If BSP and All India Majlis-e-Ittehadul Muslimeen (AIMIM) come together in Uttar Pradesh, then the beneficiary may be the BJP like in Bihar and Assam assembly elections where the secular vote was split. This alliance will damage the SP alliance. The possibility of alliance between BSP and SP seems to be negligible.
The Congress must be realistic at this time. It must accept that it has lost its voter base. In fact, it became the reason for the failure of Mahagatbandhan alliance in Bihar assembly elections by contesting a large number of seats. It won only 19 seats out of 70 seats, that is a victory over 27% of contested seats, whereas alliance partners like Rashtriya Janata Dal (RJD) and Communist Party of India (Marxist-Leninist) won on more than 60% of contested seats.
It also lost the election in Assam for not propping up a popular face, and because of its failure to form an alliance with newly founded parties which had been the voice of Assam during the anti CAA protests. In Bihar and Assam, where its ambition got the better of it, Congress lost badly. While in recent Tamil Nadu assembly elections, Congress made reasonable adjustments with its alliance partners resulting in the grand victory of the Secular Progressive Alliance.
Lessons to be learnt in alliance politics
Looking at Table 2, if SP, BSP and Congress were to contest together and were able to win all seats where each of them lost by under 15% vote margin, then today this alliance would have been in power with a comfortable majority. Moreover, if SP and Congress were to be able to win all seats where each of them lost by under 20% vote margin, then they could form a government even without BSP’s support.
The mandate in the last Uttar Pradesh assembly elections, last Lok Sabha elections and recent panchayat elections clearly show that Congress has lost its large voter base.
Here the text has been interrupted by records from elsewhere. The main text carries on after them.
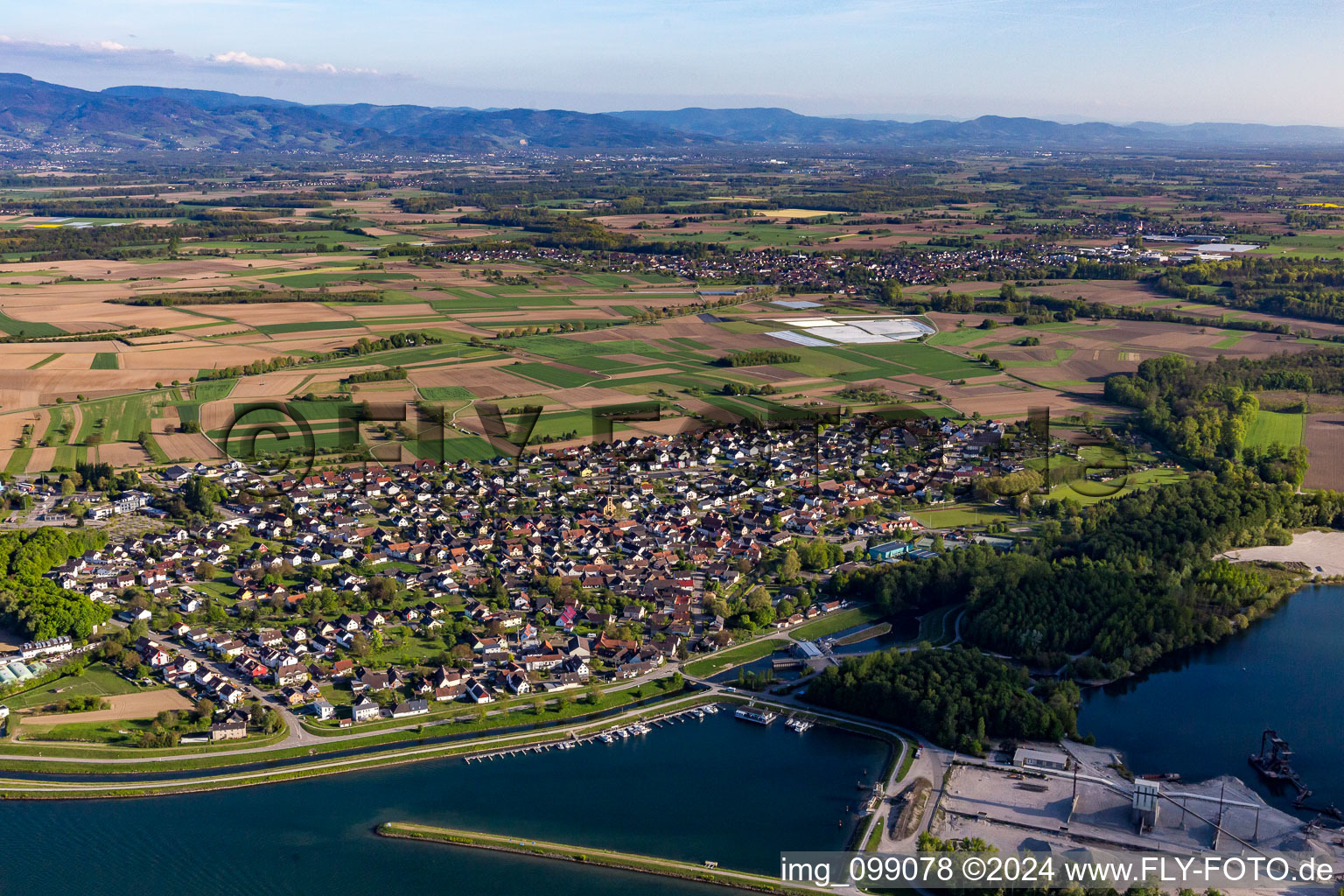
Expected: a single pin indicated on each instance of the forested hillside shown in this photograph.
(1124, 580)
(957, 697)
(35, 606)
(1205, 410)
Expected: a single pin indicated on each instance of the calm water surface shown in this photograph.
(717, 788)
(1201, 713)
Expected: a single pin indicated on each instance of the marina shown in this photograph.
(335, 818)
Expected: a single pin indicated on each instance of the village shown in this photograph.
(556, 571)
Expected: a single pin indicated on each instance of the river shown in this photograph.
(715, 788)
(1200, 713)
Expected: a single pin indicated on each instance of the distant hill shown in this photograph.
(43, 117)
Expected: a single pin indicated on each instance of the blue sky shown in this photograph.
(1175, 60)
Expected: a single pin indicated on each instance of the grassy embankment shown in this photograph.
(591, 856)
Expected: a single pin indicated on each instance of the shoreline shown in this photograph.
(22, 788)
(591, 856)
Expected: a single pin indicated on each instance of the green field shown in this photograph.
(550, 375)
(117, 419)
(734, 655)
(446, 394)
(97, 680)
(316, 278)
(1276, 426)
(10, 326)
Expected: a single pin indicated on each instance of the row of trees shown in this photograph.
(1124, 580)
(38, 606)
(957, 697)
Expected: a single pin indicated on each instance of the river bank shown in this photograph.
(1208, 704)
(707, 872)
(709, 788)
(135, 785)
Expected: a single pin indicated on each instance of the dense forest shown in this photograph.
(757, 356)
(35, 606)
(957, 697)
(1306, 288)
(1203, 410)
(1121, 580)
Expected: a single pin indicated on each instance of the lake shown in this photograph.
(1200, 713)
(717, 788)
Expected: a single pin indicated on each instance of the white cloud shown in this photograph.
(270, 63)
(109, 50)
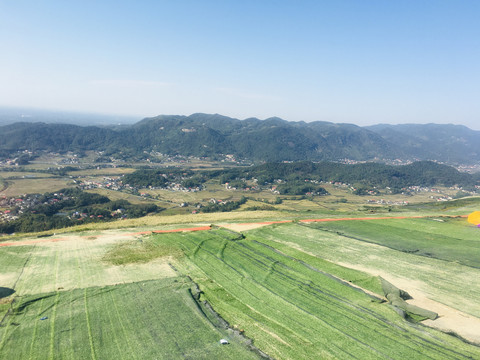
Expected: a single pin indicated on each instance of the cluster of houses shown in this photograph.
(387, 202)
(111, 183)
(16, 206)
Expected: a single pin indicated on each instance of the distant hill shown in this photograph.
(273, 139)
(11, 115)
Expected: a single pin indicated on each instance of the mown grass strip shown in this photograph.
(305, 306)
(89, 328)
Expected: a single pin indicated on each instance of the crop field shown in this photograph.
(71, 302)
(298, 290)
(34, 186)
(295, 307)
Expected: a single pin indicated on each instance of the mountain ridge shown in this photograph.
(272, 139)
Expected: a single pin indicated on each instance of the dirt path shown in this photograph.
(231, 226)
(449, 319)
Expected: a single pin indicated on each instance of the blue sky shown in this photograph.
(361, 62)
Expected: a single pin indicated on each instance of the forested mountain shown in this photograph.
(273, 139)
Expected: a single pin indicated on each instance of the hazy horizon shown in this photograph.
(342, 62)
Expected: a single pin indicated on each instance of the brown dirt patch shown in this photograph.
(449, 319)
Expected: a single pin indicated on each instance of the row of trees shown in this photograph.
(69, 207)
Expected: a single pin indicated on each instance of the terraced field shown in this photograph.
(295, 306)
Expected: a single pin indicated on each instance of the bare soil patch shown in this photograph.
(449, 319)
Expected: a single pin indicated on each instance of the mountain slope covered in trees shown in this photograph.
(273, 139)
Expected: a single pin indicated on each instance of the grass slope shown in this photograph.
(295, 310)
(156, 319)
(447, 282)
(451, 239)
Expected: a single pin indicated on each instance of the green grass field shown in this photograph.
(295, 309)
(155, 319)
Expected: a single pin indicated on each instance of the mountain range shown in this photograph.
(273, 139)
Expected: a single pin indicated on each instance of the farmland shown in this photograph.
(298, 290)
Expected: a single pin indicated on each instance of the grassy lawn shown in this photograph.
(141, 320)
(296, 310)
(447, 282)
(34, 186)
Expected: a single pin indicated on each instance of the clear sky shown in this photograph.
(356, 61)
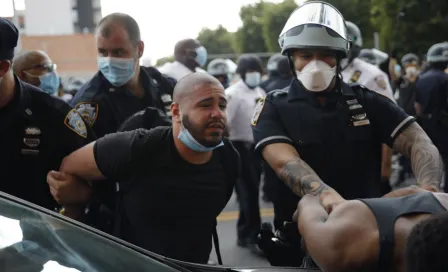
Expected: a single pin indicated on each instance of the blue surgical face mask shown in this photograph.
(252, 79)
(49, 82)
(118, 71)
(188, 140)
(201, 56)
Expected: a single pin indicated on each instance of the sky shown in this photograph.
(164, 22)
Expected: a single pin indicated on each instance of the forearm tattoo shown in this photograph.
(302, 179)
(426, 162)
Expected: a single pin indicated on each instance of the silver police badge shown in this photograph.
(88, 111)
(75, 122)
(258, 109)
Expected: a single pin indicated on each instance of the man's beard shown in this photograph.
(199, 133)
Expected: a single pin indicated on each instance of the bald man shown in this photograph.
(36, 68)
(174, 181)
(189, 55)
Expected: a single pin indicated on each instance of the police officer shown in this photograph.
(36, 130)
(406, 98)
(242, 98)
(121, 87)
(189, 56)
(36, 68)
(220, 69)
(368, 56)
(431, 99)
(280, 75)
(369, 75)
(359, 71)
(322, 132)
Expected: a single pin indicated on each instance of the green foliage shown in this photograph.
(249, 37)
(423, 23)
(217, 41)
(274, 19)
(357, 12)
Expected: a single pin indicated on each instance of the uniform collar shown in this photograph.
(23, 96)
(298, 92)
(19, 107)
(143, 76)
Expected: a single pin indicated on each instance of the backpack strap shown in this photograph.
(230, 160)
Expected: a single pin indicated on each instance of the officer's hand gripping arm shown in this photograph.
(82, 164)
(298, 175)
(426, 162)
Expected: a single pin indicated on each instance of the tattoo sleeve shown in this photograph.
(426, 162)
(302, 179)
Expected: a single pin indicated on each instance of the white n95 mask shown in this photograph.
(316, 76)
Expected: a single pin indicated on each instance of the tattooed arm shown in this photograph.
(426, 162)
(298, 175)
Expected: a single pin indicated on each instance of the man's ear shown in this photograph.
(141, 48)
(175, 112)
(5, 66)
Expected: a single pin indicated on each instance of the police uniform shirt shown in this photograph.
(368, 75)
(340, 141)
(170, 205)
(241, 101)
(432, 91)
(406, 95)
(432, 96)
(36, 132)
(105, 107)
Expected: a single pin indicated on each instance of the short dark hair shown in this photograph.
(427, 245)
(126, 21)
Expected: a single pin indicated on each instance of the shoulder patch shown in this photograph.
(281, 92)
(88, 111)
(258, 109)
(75, 122)
(381, 82)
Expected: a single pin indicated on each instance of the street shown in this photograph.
(233, 255)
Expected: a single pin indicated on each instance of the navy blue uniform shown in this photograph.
(105, 107)
(432, 95)
(36, 132)
(341, 141)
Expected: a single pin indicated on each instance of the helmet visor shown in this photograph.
(318, 13)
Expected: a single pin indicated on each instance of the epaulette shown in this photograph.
(280, 92)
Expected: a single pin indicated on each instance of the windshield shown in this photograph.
(34, 241)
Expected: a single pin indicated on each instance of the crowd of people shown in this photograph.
(134, 148)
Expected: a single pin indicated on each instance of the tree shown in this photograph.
(273, 22)
(217, 41)
(410, 26)
(249, 37)
(164, 60)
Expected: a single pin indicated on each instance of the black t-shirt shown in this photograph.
(170, 205)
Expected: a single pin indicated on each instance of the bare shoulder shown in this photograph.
(443, 199)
In the coming elections, if it fights alone, then it may barely win a few seats but may harm the winnability of SP. If Congress compromises on its ambition and forms an alliance with SP and contests only in select seats, then the alliance can emerge victorious. Support to regional parties by the Congress may pay off in the Lok Sabha elections.
In a nutshell, if SP enters into an alliance with RLD, Congress, SBSP, ASP and possibly AAP, to control the division of secular votes that will be caused by the BSP-AIMIM alliance, then the SP-led opposition alliance is likely to win.
Divesh Ranjan is a political analyst, Brijesh Kumar Rai is a former faculty member of IIT Guwahati, and Sandeep Pandey is the vice-president of the Socialist Party (India).